Length of Approval: 12 Month(s)

  • One of the following:
    • Both of the following:
      • Diagnosis of severe, active rheumatoid arthritis
      • AND
      • Prescribed by or in consultation with a rheumatologist
      OR
    • Both of the following:
      • Diagnosis of active polyarticular juvenile idiopathic arthritis
      • AND
      • Prescribed by or in consultation with a rheumatologist
      OR
    • Both of the following:
      • Diagnosis of severe psoriasis
      • AND
      • Prescribed by or in consultation with a dermatologist
    AND
  • Trial and failure or intolerance to oral methotrexate
Otrexup, Reditrex

Prior Authorization (Initial Authorization)

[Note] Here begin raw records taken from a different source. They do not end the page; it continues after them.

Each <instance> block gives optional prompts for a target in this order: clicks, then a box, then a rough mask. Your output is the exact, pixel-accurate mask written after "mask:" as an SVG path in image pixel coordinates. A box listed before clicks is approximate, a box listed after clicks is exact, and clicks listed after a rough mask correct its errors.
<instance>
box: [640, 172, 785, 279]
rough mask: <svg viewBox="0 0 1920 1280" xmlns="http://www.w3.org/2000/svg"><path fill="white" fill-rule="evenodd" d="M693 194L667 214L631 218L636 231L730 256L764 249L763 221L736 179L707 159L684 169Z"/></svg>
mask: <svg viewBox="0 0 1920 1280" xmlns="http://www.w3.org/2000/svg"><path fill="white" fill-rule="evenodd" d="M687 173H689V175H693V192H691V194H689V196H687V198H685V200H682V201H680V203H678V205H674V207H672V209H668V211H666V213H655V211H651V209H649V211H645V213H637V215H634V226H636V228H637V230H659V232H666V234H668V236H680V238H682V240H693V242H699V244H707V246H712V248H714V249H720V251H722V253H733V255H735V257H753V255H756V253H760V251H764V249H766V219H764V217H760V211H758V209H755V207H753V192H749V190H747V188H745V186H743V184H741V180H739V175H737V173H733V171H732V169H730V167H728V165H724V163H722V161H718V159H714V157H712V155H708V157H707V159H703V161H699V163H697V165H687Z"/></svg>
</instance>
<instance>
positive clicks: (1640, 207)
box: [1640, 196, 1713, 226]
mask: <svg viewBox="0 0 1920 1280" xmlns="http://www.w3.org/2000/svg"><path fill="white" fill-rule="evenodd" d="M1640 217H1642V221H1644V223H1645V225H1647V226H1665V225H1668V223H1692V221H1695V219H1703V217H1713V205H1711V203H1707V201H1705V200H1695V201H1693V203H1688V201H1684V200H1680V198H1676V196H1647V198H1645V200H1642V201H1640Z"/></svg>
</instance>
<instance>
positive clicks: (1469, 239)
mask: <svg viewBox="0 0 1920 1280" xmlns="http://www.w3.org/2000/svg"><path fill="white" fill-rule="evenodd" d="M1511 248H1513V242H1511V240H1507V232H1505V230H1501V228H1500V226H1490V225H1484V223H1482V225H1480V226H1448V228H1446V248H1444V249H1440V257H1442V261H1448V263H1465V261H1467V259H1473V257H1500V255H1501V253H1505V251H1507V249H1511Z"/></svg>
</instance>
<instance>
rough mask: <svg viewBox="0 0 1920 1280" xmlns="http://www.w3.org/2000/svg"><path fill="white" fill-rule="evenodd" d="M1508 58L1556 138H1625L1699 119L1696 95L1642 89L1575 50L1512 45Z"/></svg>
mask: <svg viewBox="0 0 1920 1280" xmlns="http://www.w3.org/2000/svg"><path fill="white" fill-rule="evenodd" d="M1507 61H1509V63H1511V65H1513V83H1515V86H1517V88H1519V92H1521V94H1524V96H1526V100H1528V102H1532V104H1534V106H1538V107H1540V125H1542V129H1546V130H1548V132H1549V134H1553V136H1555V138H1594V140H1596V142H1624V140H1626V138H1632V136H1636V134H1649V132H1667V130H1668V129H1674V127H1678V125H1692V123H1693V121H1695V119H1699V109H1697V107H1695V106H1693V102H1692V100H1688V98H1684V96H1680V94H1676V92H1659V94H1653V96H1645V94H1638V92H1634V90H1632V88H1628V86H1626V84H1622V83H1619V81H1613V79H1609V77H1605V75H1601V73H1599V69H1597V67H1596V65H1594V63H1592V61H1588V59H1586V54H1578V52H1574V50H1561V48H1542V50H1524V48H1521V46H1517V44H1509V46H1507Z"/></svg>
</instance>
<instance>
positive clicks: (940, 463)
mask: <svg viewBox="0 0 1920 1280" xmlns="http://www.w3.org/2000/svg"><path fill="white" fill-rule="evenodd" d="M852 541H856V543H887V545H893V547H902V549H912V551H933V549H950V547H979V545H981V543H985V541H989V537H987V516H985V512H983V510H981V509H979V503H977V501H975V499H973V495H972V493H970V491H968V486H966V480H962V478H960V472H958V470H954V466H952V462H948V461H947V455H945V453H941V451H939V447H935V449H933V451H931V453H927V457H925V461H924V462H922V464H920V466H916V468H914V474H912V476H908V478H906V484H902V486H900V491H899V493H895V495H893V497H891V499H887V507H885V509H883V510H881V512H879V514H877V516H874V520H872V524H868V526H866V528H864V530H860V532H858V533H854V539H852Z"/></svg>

Length of Approval: 12 Month(s)

  • One of the following:
    • Both of the following:
      • Diagnosis of severe, active rheumatoid arthritis
      • AND
      • Prescribed by or in consultation with a rheumatologist
      OR
    • Both of the following:
      • Diagnosis of active polyarticular juvenile idiopathic arthritis
      • AND
      • Prescribed by or in consultation with a rheumatologist
      OR
    • Both of the following:
      • Diagnosis of severe psoriasis
      • AND
      • Prescribed by or in consultation with a dermatologist
    AND
  • Trial and failure or intolerance to both of the following:
    • Oral methotrexate
    • Rasuvo
Otrexup, Rasuvo, Reditrex

Prior Authorization (Reauthorization)

Length of Approval: 12 Month(s)

  • Patient demonstrates positive clinical response to therapy
P & T Revisions

2025-03-14, 2024-04-03, 2023-10-10, 2023-04-07, 2022-04-22, 2021-03-18, 2020-11-30, 2020-02-20

  1. Otrexup Prescribing Information. Antares Pharma, Inc. Ewing, NJ. November 2022.
  2. Rasuvo Prescribing Information, Medexus Pharma, Inc. Chicago, IL. December 2024.
  3. Reditrex Prescribing Information. Cumberland Pharmaceuticals Inc., Nashville, TN. March 2023.
  4. Fraenkel L, Bathon JM, England BR, et al. 2021 American College of Rheumatology Guideline for the Treatment of Rheumatoid Arthritis. Arthritis Rheumatol. 2021;73(7):1108-1123. doi:10.1002/art.41752
  5. Ringold, S., et al. 2019 American College of Rheumatology/Arthritis Foundation Guideline for the Treatment of Juvenile Idiopathic Arthritis: Therapeutic Approaches for Non-Systemic Polyarthritis, Sacroiliitis, and Enthesitis. Arthritis Rheumatol, 71: 846-863.
  6. Menter, Alan et al. Joint American Academy of Dermatology–National Psoriasis Foundation guidelines of care for the management of psoriasis with systemic nonbiologic therapies. Journal of the American Academy of Dermatology, Volume 82, Issue 6, 1445 - 1486

  • 2025-03-14: 2025 Annual review. No criteria changes. Background Updates.
  • 2024-04-03: 2024 Annual Review. No criteria changes. Background updates.
  • 2023-10-10: Patient demonstrates positive clinical response to therapy.
  • 2023-04-07: Annual Review, no criteria changes.
  • 2022-04-22: 2022 Annual Review, no criteria changes
  • 2021-03-18: 2021 UM Annual Review.
  • 2020-11-30: Updated guideline to add Reditrex
  • 2020-02-20: 2020 UM Annual Review. No changes to criteria.